Suite à leur visite, dans la famille qui s'était avérée pour le moins désastreuse, Mitchie était sure par son attitude d'avoir convaincu ses parents de ne plus l'obliger à sortir. Et pour cause ! En plus d'avoir été renfermée sur elle-même avec la musique presque à fond dans les oreilles, elle avait répondu avec agressivité aux quelques questions qu'on lui avait posées ou par monosyllabes. Aussi, quel ne fut pas son étonnement quand ses parents décidèrent de l'emmener pique niquer.
« Mais qu'est-ce qu'ils ont dans la tête ? Déjà que quand on voit clair, le parc n'est pas sûr, mais là, je vais me ridiculiser, songea-t-elle énervée. »

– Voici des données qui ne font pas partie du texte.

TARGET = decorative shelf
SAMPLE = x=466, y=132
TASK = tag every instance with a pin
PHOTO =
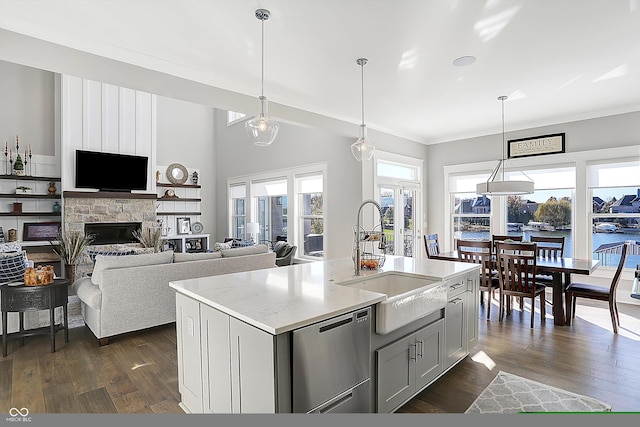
x=29, y=196
x=30, y=213
x=178, y=213
x=30, y=178
x=108, y=195
x=169, y=185
x=178, y=199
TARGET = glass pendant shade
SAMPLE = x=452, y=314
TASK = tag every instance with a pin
x=262, y=131
x=362, y=149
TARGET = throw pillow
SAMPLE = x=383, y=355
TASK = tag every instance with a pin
x=220, y=246
x=12, y=266
x=247, y=250
x=109, y=262
x=182, y=257
x=93, y=254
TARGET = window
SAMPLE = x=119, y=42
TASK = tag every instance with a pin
x=399, y=193
x=238, y=210
x=271, y=201
x=471, y=218
x=549, y=210
x=614, y=189
x=311, y=215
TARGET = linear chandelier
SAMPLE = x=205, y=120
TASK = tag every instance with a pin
x=261, y=130
x=496, y=184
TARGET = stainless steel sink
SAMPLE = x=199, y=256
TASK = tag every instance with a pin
x=409, y=297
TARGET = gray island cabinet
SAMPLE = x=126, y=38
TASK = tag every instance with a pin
x=309, y=338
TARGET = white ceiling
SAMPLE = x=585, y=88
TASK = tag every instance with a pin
x=557, y=61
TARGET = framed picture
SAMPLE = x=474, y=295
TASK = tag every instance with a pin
x=536, y=146
x=184, y=225
x=40, y=231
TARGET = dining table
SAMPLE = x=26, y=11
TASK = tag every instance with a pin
x=557, y=268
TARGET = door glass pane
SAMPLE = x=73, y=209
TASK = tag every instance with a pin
x=387, y=203
x=409, y=222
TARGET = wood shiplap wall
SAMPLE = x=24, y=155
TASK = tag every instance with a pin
x=103, y=117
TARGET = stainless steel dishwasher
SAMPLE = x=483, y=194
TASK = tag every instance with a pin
x=331, y=365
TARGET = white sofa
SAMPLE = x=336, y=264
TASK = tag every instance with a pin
x=130, y=293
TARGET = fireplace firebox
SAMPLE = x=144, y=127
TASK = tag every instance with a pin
x=109, y=233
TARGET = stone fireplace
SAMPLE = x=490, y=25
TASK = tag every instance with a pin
x=114, y=215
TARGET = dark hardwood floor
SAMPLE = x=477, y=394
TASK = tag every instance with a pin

À ces yeux, il était donc hors de questions qu'elle ressorte de chez elle. Surtout pour aller dans un parc où chaque pas serait une épreuve ! Seulement, ses parents se passèrent de son avis une nouvelle fois, et la forcèrent à entrer dans la voiture, simplement munie de ses lunettes. Comble du tout sa mère lui confisqua son baladeur pour l'après-midi. La jeune femme l'aurait fusillée des yeux, si ça ne lui était pas impossible.
Chaque jour à son réveil, elle avait son petit crédo. La haine. Elle maudissait d'abord sa cousine, puis Preston pour ne pas s'inquiéter de son état, avant d'haïr le reste de ses camarades de lycée, en particulier celui qui l'avait bousculé ! Elle se souvenait des mots du médecin. Seule sa volonté lui ferait recouvrer la vue, mais elle avait beau essayer de toutes ses forces, ça ne fonctionnait pas. Ah il est bien gentil le médecin. Mais on fait quoi alors dans ces cas là ! Certes ses paupières se soulevaient, mais elle ne voyait pas ! Elle déprimait chaque fois plus encore. Maudissant plus que jamais la terre entière. Le démarrage de la voiture la sortit de ses pensées. Elle ne put s'empêcher de soupirer une fois encore.
« - Je t'en pris Mitchie cesse donc de soupirer ! Cette cassure dans ta routine te fera du bien.
« - C'est ça ! Ce qui me ferait du bien ça serait de rester dans ma chambre, avec ma musique ! Et non pas toutes ces épreuves ridicules !
« - Des épreuves ? Voir ta famille ou faire un pique nique est une épreuve, s'étonna sa mère. En voilà une bonne !
« - Essaie donc de te mettre à ma place ! Je ne vois pas, je ne sais jamais où je mets le pied, alors oui, sortir est une épreuve pour moi ! Mais si tu te crois si maligne, je t'en pris passe donc devant et marche les yeux fermés. On verra, si tu ne changeras pas d'avis, asséna-t-elle avec colère, ou du moins, vous verrez... Mais ce n'est plus mon cas.
Connie leva les yeux au ciel, et secoua la tête. Sa fille ne faisait aucun effort pour s'en sortir. Ils arrivèrent et l'aidèrent à sortir de la voiture. Steve prit le bras de Mitchie afin de la guider alors que sa femme prenait le panier et la couverture. Ils se dirigèrent ensuite vers une zone assez déserte. Le soleil était chaud à Galveston, et nombreuses étaient les familles qui avaient eu la même idée qu'eux. Ils s'installèrent rapidement, puis commencèrent à manger. Mitchie refusa de manger, décrétant qu'elle n'avait pas faim, une fois encore. Elle préféra de nouveau s'abîmer dans ses rêves inaccessibles. Ceux où elle revoyait... Ceux où elle se voyait gifler Dorine entourée de sa clique. Elle était d'ailleurs entrain de savourer l'expression choquée de sa cousine, quand sa mère lui ordonna de manger quelque chose, en lui mettant un sandwich de force dans la main. Revenant à elle, la jeune femme se contenta de le lâcher, répétant qu'elle n'avait pas faim.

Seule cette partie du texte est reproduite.